As we’ve long said, BPA’s links to reproductive system diseases are staggering and span to fetal development, likely due to its hormone-mimicking and -blocking properties. Issues include effects on uterine health and mammalian reproduction; a deadly uterine infection; premature puberty; Polycystic Ovarian Syndrome (PCOS) and other female fertility and endocrine issues; and erectile dysfunction and male sexual problems. Significantly, BPA’s effects have been found to be immediate, long lasting, and trans-generational, meaning effects could carry years into the future and effects on past generations could harm future generations. Despite this, the FDA said the information on BPA does not suggest that very low BPA exposure through diet is unsafe.

And, while the FDA refuses to ban BPA from food packaging in the United States, the dangerous hormone-mimicking chemical will, as has long been the case, see continued growth. An estimated 4.7 million tons of BPA are scheduled for production in 2012, which will lead to a massive $8 million profit in production for industry this year, alone, noted FoodConsumer.

Meanwhile, studies continue to highlight BPA’s impact on the body’s endocrine system and hormonal functioning. Hormones are critical to much of the body’s functioning, notes FoodConsumer, pointing out that endocrine glands and the hormones these glands release, have impacts on nearly all the cells and organs of the body and are responsible for mood regulation, growth and development, tissue function, metabolism, sexual functioning, and reproductive processes.
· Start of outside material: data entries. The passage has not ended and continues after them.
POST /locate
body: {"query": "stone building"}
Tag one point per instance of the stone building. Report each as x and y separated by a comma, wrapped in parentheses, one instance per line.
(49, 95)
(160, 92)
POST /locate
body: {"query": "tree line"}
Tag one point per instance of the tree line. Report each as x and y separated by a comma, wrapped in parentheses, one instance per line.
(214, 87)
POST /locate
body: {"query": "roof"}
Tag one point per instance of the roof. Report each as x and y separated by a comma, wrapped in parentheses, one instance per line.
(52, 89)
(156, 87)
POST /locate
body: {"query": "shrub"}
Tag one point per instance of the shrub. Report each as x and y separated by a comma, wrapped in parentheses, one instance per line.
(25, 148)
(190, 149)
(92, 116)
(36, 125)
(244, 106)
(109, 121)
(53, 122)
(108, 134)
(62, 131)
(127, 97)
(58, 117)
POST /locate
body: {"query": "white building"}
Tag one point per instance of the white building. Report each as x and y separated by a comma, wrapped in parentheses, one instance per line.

BPA has also been linked to strange changes in wildlife, including intersex fish and bears and frogs born with multiple testes or ovaries, among others. Continually emerging research also indicates that BPA and other hormone-mimicking chemicals are affecting humans, said FoodConsumer.

BPA was also recently linked to increased heart risks; behavior problems were linked to tooth fillings containing the chemical; and the chemical was linked to childhood and teenage obesity. Studies have also linked BPA to a wide and growing range of health effects that seem to affect nearly every bodily system: Brain tumors, hormone-sensitive cancers, brain and social behaviors, increased anxiety and depression, brain cell connection interference, interruptions in chemotherapy treatment, increased risks of immune system diseases and disorders, liver function and intestinal problems, and cardiac issues and fat cell confusion and pancreatic issues relating to diabetes.
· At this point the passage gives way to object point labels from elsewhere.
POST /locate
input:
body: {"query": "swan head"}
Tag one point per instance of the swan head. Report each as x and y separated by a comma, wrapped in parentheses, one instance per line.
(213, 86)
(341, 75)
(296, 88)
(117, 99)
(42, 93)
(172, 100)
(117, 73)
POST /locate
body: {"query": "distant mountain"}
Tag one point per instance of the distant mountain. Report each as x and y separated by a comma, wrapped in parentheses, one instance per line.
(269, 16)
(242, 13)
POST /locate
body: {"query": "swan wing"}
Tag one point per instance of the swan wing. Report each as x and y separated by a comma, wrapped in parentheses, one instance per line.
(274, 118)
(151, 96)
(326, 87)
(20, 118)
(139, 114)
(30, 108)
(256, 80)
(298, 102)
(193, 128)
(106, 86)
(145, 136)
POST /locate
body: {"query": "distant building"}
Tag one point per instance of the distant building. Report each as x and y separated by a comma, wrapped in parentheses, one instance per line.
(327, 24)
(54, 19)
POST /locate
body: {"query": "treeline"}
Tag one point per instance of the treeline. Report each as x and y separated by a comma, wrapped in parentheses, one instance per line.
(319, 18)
Washington State researcher Patricia Hunt said, “The concern is exposure to this chemical that we’re all exposed to could increase the risk of miscarriages and the risk of babies born with birth defects like Down (sic) Syndrome. The really stunning thing about the effect is we’re dosing grandma, it’s crossing the placenta and hitting her developing fetus, and if that fetus is a female, it’s changing the likelihood that that female is going to ovulate normal eggs. It’s a three-for-one hit,” according to FoodConsumer.
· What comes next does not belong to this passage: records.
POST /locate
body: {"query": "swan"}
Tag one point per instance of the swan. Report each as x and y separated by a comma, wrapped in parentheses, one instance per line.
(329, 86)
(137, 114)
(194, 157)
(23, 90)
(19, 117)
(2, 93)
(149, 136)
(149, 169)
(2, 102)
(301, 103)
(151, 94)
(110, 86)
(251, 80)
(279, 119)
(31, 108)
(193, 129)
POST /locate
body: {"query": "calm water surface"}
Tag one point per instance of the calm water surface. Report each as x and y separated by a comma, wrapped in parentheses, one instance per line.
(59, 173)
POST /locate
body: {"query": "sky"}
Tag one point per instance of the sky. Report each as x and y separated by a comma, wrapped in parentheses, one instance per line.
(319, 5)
Although some manufacturers are touting BPA-free plastic products, a similar bisphenol chemical, bisphenol-S—BPS—is showing up in human urine concentrations at levels not unlike those being seen with BPA. This suggests, said FoodConsumer, that industry is quietly switching one BPA for another. Similar in its hormone-mimicking properties, BPS appears to be much less biodegradable, and more heat-stable and photo-resistant, which can lead to more significant health and environmental damages.